A registration statement on Form S-1, as amended (File Number 333-260109) has been filed with the Securities and Exchange Commission (“SEC”) and was declared effective November 8, 2021, and a registration statement on Form S -1MEF ( File number 333-260880) was filed with the SEC on the same day and became effective upon filing. A final prospectus relating to the offering will be filed with the SEC and will be available on the SEC’s website at http://www.sec.gov. Electronic copies of the final prospectus for this offering, when available, are available from EF Hutton, Division of Benchmark Investments, LLC, 590 Madison Avenue, 39th Floor, New York, NY 10022 Attention: Syndicate Department, or by email at syndicate @ efhuttongroup.com or call (212) 404-7002.

This press release does not constitute an offer to sell or the solicitation of an offer to buy any of the securities described herein, nor is there a sale of such securities in any state or jurisdiction in which such offer, solicitation or solicitation is being made Selling would be unlawful prior to registration or qualification under the securities laws of such state or jurisdiction.

About Strana

Over the past 25 years, Stran has grown to become a leader in the promotional products industry, specializing in complex marketing programs to influence the value of promotional products, branded products and loyalty incentive programs as a tool for increasing awareness, branding and selling. Stran is the chosen partner of many Fortune 500 companies in a variety of industries to run their promotional marketing, loyalty and incentive, sponsorship, recruitment, retention and wellness campaigns. Stran provides world-class customer service and uses the latest technology, including efficient ordering and logistics technology, to provide order processing, warehousing and fulfillment functions. The company’s mission is to build long-term relationships with its customers that allow them to connect with both their customers and their employees to build lasting brand loyalty.
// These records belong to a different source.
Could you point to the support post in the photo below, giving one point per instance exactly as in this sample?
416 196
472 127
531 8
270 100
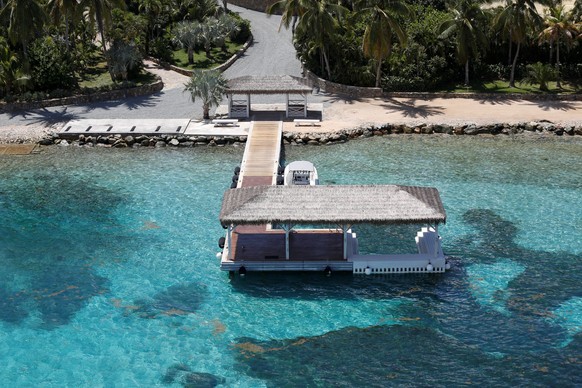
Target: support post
229 105
229 241
287 228
345 229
Further information about the company can be found at: www.stran.com.

Forward-Looking Statements

This press release contains “forward-looking statements” that are subject to significant risks and uncertainties. All statements in this press release, other than historical facts, are forward-looking statements. Forward-looking statements contained in this press release may be identified by the use of the words “anticipate,” “believe,” “consider,” “may,” “estimate,” “expect,” “intend,” “seek,” “may,” ” could, “plan,” “potentially,” “predict,” “project,” “aim,” “aim,” “should,” “will,” “would” or the negative of these words or other similar expressions, although not All forward-looking statements contain these words. Forward-looking statements are based on the company’s current expectations and are subject to inherent uncertainties, risks and assumptions that are difficult to predict. Furthermore, certain forward-looking statements are based on assumptions about future events that may not prove to be accurate. These and other risks and uncertainties will be further described in the section entitled “Risk Factors” in the final prospectus relating to the public offering made with the SEC and in other reports subsequently filed with the SEC. Forward-looking statements contained in this release are made as of this date and the company assumes no obligation to update this information unless required by applicable law.